This is why chronic pain is so maddening. You’re not imagining it. You’re not weak. You’re not failing to stretch enough or foam roll correctly. The problem is that every intervention you’ve tried addresses the output (the tight muscle) without addressing the input (the neural pattern creating it).

The C1-C2 Vertebrae Connection to Chronic Neck and Shoulder Pain

For many people with chronic neck, shoulder, and upper back pain—especially pain that travels with brain fog, fatigue, or cognitive symptoms—there’s a specific upstream location worth understanding: the junction between your skull and your first two cervical vertebrae.

C1 (the atlas) and C2 (the axis) are unique in your spine. They’re the only vertebrae that allow your head to rotate and nod. They’re also the gateway between your brain and the rest of your nervous system. Every bioelectrical signal from your brain to your body passes through this junction.

When C1 and C2 are misaligned, compressed, or unstable, the effects cascade downstream in ways that seem unrelated but share a common root.

The vagus nerve—which carries 80% of your parasympathetic nervous system signals—runs directly adjacent to these vertebrae. When it’s compressed or stretched by C1-C2 dysfunction, your nervous system loses the ability to downshift from high alert into rest mode. You stay stuck in sympathetic activation. Your muscles stay braced. Your pain persists.

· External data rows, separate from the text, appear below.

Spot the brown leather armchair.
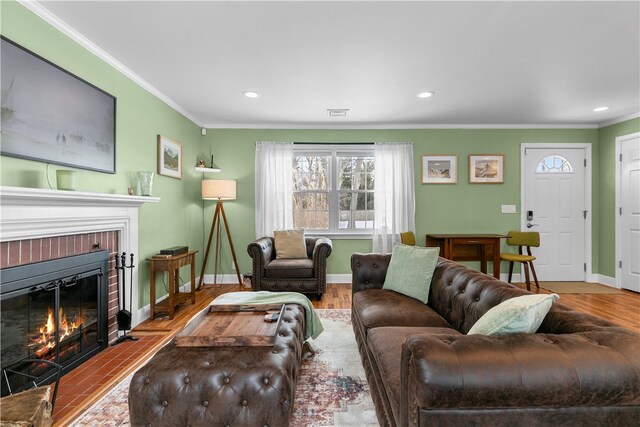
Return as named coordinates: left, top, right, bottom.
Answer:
left=247, top=236, right=333, bottom=299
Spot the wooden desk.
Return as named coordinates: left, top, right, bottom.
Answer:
left=426, top=234, right=507, bottom=279
left=149, top=251, right=198, bottom=320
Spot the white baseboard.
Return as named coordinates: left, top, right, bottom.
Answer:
left=589, top=274, right=619, bottom=289
left=203, top=273, right=242, bottom=285
left=327, top=274, right=351, bottom=284
left=131, top=276, right=195, bottom=328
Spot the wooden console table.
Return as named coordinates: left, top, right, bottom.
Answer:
left=149, top=251, right=198, bottom=320
left=426, top=234, right=507, bottom=279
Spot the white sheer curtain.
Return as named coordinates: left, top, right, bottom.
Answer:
left=255, top=142, right=293, bottom=238
left=373, top=142, right=416, bottom=253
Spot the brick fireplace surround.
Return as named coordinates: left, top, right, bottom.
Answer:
left=0, top=187, right=160, bottom=342
left=0, top=230, right=119, bottom=343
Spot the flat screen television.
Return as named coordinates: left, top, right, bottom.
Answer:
left=0, top=37, right=116, bottom=173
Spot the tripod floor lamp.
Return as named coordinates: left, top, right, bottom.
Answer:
left=198, top=179, right=242, bottom=289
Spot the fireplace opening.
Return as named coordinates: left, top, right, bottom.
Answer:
left=0, top=251, right=109, bottom=396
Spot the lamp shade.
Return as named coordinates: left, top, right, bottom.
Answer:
left=202, top=179, right=236, bottom=200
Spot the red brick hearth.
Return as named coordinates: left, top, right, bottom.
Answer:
left=0, top=231, right=119, bottom=343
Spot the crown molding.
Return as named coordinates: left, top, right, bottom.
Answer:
left=203, top=123, right=598, bottom=130
left=598, top=113, right=640, bottom=128
left=17, top=0, right=203, bottom=127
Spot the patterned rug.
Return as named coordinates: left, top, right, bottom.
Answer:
left=71, top=310, right=378, bottom=427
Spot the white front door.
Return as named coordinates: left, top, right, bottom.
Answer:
left=616, top=134, right=640, bottom=292
left=521, top=147, right=590, bottom=281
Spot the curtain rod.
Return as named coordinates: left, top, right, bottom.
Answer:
left=293, top=142, right=375, bottom=145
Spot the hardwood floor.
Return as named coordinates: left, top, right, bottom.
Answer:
left=54, top=283, right=640, bottom=426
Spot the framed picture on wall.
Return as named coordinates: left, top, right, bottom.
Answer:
left=158, top=135, right=182, bottom=179
left=469, top=154, right=504, bottom=184
left=422, top=156, right=458, bottom=184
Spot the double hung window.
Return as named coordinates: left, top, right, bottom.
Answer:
left=292, top=144, right=375, bottom=235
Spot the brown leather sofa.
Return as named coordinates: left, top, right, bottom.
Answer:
left=351, top=254, right=640, bottom=427
left=247, top=236, right=333, bottom=298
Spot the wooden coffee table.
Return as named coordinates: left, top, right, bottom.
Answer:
left=175, top=304, right=284, bottom=347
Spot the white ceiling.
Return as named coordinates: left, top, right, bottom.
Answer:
left=31, top=1, right=640, bottom=128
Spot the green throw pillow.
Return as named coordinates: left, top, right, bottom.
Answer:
left=382, top=244, right=440, bottom=304
left=467, top=294, right=560, bottom=335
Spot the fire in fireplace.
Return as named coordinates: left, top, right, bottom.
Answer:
left=0, top=251, right=108, bottom=396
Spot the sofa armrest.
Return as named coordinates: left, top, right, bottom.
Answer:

The vertebral arteries that supply blood to your brain also pass through this area. Compression here reduces cerebral blood flow, particularly to regions responsible for attention, memory, and executive function. This is why chronic pain and brain fog so often travel together—they share an upstream cause.

The superior cervical sympathetic ganglion sits near C2, controlling your fight-or-flight response. When this area is compromised, your nervous system defaults to hypervigilance. Chronic muscle tension is a downstream effect of a system that cannot feel safe enough to release.

Why Massage, Chiropractic, and Physical Therapy Don’t Fix Chronic Pain

Understanding the upstream problem explains why downstream interventions keep failing.

Massage temporarily disrupts the muscle contraction. But it doesn’t reprogram the neural pattern generating that contraction. Your motor cortex, brainstem, and spinal cord have learned this as a default. Within hours, they regenerate the signal.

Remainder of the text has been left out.